人 魚

 人魚といえば、アンデルセンの「人魚姫」に代表される、お伽話にでてくるような上半身が美女のイメージがある。しかし、このフィギュアの人魚は醜い。 人間というよりは、動物的だ。
 なぜか日本に伝わる人魚はこうしたタイプで、ヨーロッパの人魚は美女という大きな違いがある。 どうせならヨーロッパバージョンも欲しかったけど、そいつぁ下手すると18禁フィギュアになるのかしらん?(爆)
 このフィギュアは波を表現した水色のクリア素材がとってもグッド。それに 「仲間」 が横に顔を出しているのも面白い。

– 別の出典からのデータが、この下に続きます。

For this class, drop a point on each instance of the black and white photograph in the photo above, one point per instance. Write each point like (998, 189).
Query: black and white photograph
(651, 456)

 日本では時々TVなどで紹介されるように、お寺などに人魚のミイラが伝わっている。また長崎の出島にあったオランダ商館の館長が、1824年に持ち帰ったミイラがオランダの国立ライデン民族博物館に現存しているそうな。こうしたミイラの多くは、猿と魚をくっつけた合成品であることがX線検査などで分かっている (例えば特命リサーチ200X・1998年4月26日放送など)。
 日本の人魚のイメージが醜いのは、まず最初にこのミイラのイメージがあるからではないかと思っていたが……このフィギュアを見ると、ミイラだから醜いというわけでもなさそう?

チョコエッグのジュゴン。
う〜ん、人魚には見えん……。

 人魚の正体はジュゴンマナティなどの海牛類だとよく言われるが、どうも人魚のイメージと結びつかない。ジュゴンが水面に顔を出して子供を抱いたり授乳したりする姿がもとになったのではないか、と言われているが……。
 手塚治虫の初期の作品 「魔法屋敷」 では、 「テナントという人の描いた人魚」 という絵が紹介されていて、たしかにジュゴンっぽい顔をしている。伝説の中で美女になっていく前は、ヨーロッパの人魚も案外動物っぽい姿だったのかも知れない。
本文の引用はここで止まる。